Por tanto, la solución no está en el seguro obligatorio, en el que la aseguradora tendría facultad de repetición en supuestos de daños ocasionados por embriaguez o influencia de drogas, sino en el análisis del seguro voluntario concertado que complementa el anterior; y como quiera que en el caso de autos las partes no han pactado su exclusión, la aseguradora no tiene la facultad de repetición ejercitada, pues no hay pago indebido de la misma a los perjudicados y, por tanto, enriquecimiento injusto del conductor o del asegurado, sino pago justificado en virtud del principio de autonomía de la voluntad que rige el seguro voluntario.
QUINTO .- En atención a todo lo expuesto se ha de estimar el recurso de apelación interpuesto por el codemandado D. Jesús Carlos ; y revocando al sentencia de instancia, desestimamos la demanda rectora de autos, absolviendo a los demandados de los pedimentos contra ellos deducidos, con imposición a la actora de las costas causadas en la instancia al haberse rechazado totalmente sus pretensiones ( art.394.1 LEC ), y sin hacer imposición de las costas causadas en esta alzada por dicho recurso al haberse estimado el mismo ( art.398.2 LEC ).
Por otro lado, procede declarar mal admitido el recurso formulado por D. Adriano , sin hacer imposición de las costas causadas en esta alzada por el mismo habida cuenta de que no debió ser admitido a trámite, y, por tanto, estamos ante la nulidad de la providencia que tuvo por preparado dicho recurso, lo que supone que el escrito de oposición a dicha apelación no puede valorarse a efectos de costas dado que la tramitación del recurso se debió al error del Juzgado, tratándose de actuaciones procesales carentes de validez.
Fallo
El Tribunal acuerda:
1º Estimamos el recurso de apelación interpuesto por la representación de D. Jesús Carlos contra la sentencia de 22 de septiembre de 2010 dictada por el Juzgado de Primera Instancia nº29 de Barcelona , y revocando la misma, desestimamos la demanda rectora de autos, absolviendo a los demandados D. Jesús Carlos y D. Adriano de los pedimentos contra ellos deducidos, con imposición a la actora de las costas causadas en la instancia.
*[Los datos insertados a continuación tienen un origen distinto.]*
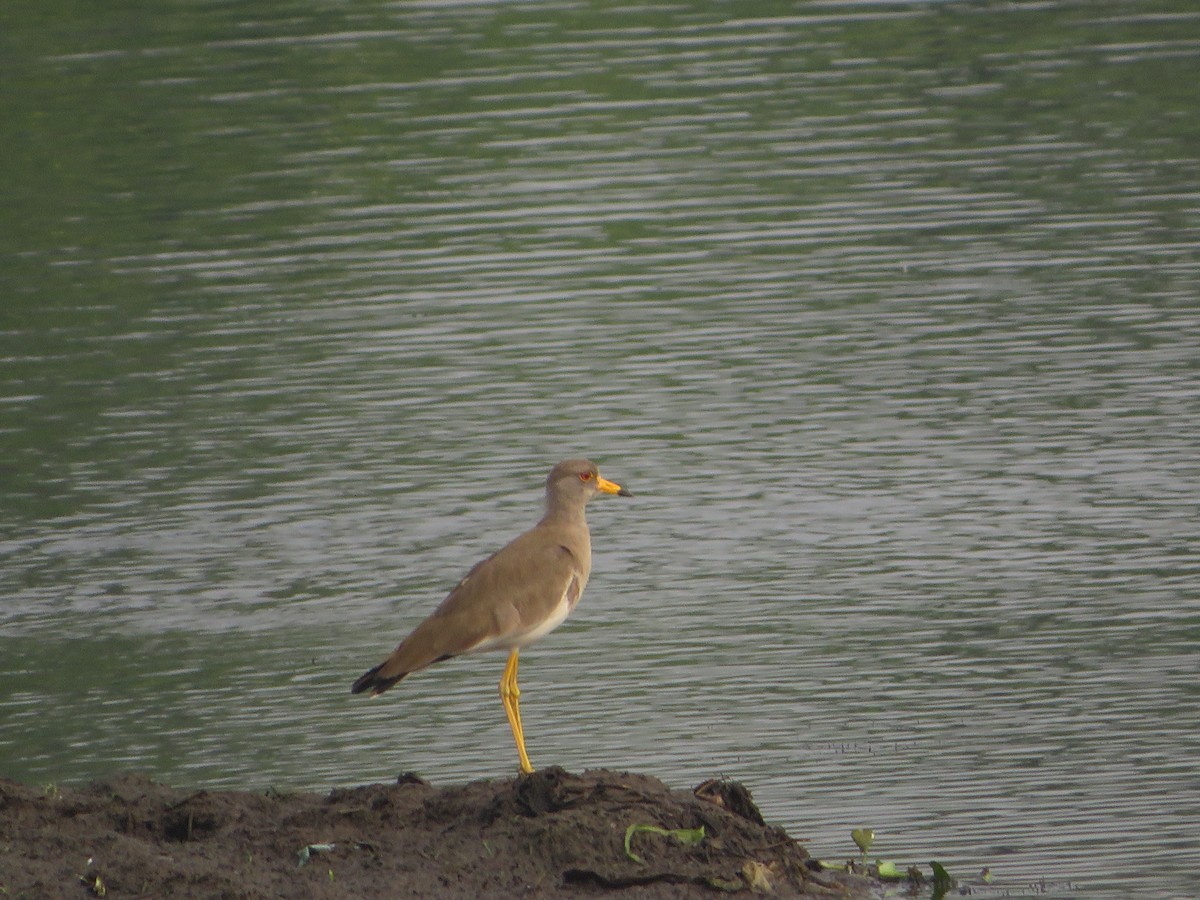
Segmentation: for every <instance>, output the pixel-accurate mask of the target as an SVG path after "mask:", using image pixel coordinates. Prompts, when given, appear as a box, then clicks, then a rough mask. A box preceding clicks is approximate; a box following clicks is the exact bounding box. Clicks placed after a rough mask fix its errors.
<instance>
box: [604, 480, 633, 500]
mask: <svg viewBox="0 0 1200 900" xmlns="http://www.w3.org/2000/svg"><path fill="white" fill-rule="evenodd" d="M596 488H599V491H600V493H614V494H619V496H620V497H632V496H634V494H631V493H630V492H629V491H626V490H625V488H624V487H622V486H620V485H618V484H617V482H616V481H610V480H608V479H606V478H600V476H599V475H596Z"/></svg>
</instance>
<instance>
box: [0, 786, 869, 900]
mask: <svg viewBox="0 0 1200 900" xmlns="http://www.w3.org/2000/svg"><path fill="white" fill-rule="evenodd" d="M874 887H875V886H874V883H872V882H870V881H868V880H865V878H862V877H858V876H853V875H846V874H842V872H830V871H820V868H818V866H817V865H816V864H815V863H814V862H812V860H810V858H809V854H808V853H806V852H805V850H804V848H803V847H802V846H800V845H799V844H797V842H796V841H794V840H793V839H791V838H790V836H788V835H787V834H786V833H785V832H784V830H782V829H781V828H778V827H772V826H768V824H764V822H763V818H762V815H761V814H760V812H758V809H757V808H756V806H755V804H754V800H752V799H751V798H750V793H749V792H748V791H746V790H745V787H743V786H742V785H739V784H737V782H733V781H725V780H713V781H706V782H704V784H703V785H701V786H700V787H697V788H696V791H695V792H688V791H672V790H670V788H667V787H666V785H664V784H662V782H661V781H659V780H656V779H654V778H649V776H646V775H637V774H628V773H616V772H608V770H602V769H601V770H589V772H586V773H583V774H582V775H574V774H569V773H566V772H564V770H563V769H560V768H557V767H554V768H547V769H542V770H540V772H535V773H534V774H532V775H526V776H521V778H516V779H508V780H496V781H475V782H472V784H468V785H462V786H449V787H433V786H431V785H430V784H427V782H425V781H424V780H421V779H419V778H416V776H413V775H402V776H401V778H400V779H398V780H397V782H396V784H392V785H368V786H364V787H352V788H337V790H335V791H332V792H330V793H329V794H328V796H324V797H322V796H318V794H311V793H292V794H287V793H282V794H281V793H277V792H274V791H269V792H266V793H250V792H241V791H196V792H187V791H178V790H174V788H170V787H166V786H163V785H160V784H156V782H154V781H151V780H149V779H146V778H143V776H139V775H122V776H120V778H114V779H110V780H106V781H100V782H96V784H92V785H90V786H88V787H84V788H66V787H61V788H60V787H54V788H46V790H43V788H35V787H28V786H22V785H18V784H16V782H12V781H5V780H0V895H4V896H6V898H22V896H28V898H35V896H37V898H41V896H107V898H142V896H154V898H169V896H187V898H230V899H233V898H239V899H251V898H301V896H302V898H347V896H355V898H372V896H380V898H382V896H388V898H431V896H438V898H508V896H512V898H516V896H521V898H529V896H535V898H536V896H542V898H558V896H580V898H587V896H605V895H617V894H619V896H622V898H631V899H632V898H637V899H640V900H641V899H647V900H653V899H656V898H691V896H719V895H721V894H737V893H742V894H746V895H750V894H758V895H770V896H781V898H796V896H821V898H830V896H851V898H853V896H869V895H871V894H872V892H874Z"/></svg>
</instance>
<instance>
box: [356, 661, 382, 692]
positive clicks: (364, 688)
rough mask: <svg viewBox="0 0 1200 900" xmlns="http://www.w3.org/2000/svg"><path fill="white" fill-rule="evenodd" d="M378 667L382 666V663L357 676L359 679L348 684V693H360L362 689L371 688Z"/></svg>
mask: <svg viewBox="0 0 1200 900" xmlns="http://www.w3.org/2000/svg"><path fill="white" fill-rule="evenodd" d="M380 668H383V664H380V665H378V666H376V667H374V668H372V670H370V671H368V672H364V673H362V674H361V676H360V677H359V680H356V682H355V683H354V684H352V685H350V694H361V692H362V691H365V690H370V689H371V688H373V686H374V682H376V674H378V673H379V670H380Z"/></svg>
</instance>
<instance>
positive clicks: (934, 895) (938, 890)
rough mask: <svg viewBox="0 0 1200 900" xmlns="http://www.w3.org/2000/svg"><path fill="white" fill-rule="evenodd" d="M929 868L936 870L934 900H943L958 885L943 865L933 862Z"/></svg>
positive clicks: (934, 877) (935, 875)
mask: <svg viewBox="0 0 1200 900" xmlns="http://www.w3.org/2000/svg"><path fill="white" fill-rule="evenodd" d="M929 868H930V869H932V870H934V896H932V900H941V899H942V898H943V896H946V894H947V893H949V892H950V890H953V888H954V886H955V884H956V883H958V882H956V881H954V878H953V877H950V874H949V872H948V871H946V866H943V865H942V864H941V863H937V862H932V863H930V864H929Z"/></svg>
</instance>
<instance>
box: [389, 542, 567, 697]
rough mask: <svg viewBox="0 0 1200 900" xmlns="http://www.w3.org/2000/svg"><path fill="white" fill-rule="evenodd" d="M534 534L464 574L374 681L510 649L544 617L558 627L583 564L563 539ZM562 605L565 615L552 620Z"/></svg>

No ha lugar a hacer imposición de las costas causadas en esta alzada por dicho recurso.
2º Declaramos mal admitido el recurso de apelación formulado por la representación procesal de D. Adriano , sin hacer especial imposición de las costas causadas en ésta alzada por dicho recurso.
Procédase a la devolución del depósito consignado al apelante.
La presente sentencia es susceptible de recurso de casación si concurren los requisitos legales ( art. 469 - 477 - disposición final 16 LEC ), que se interpondrá ante este Tribunal en un plazo de veinte días a contar desde la notificación de la presente.
Firme esta resolución, devuélvanse los autos al Juzgado de su procedencia, con certificación de la misma.
Pronuncian y firman esta sentencia los indicados Magistrados integrantes de este Tribunal.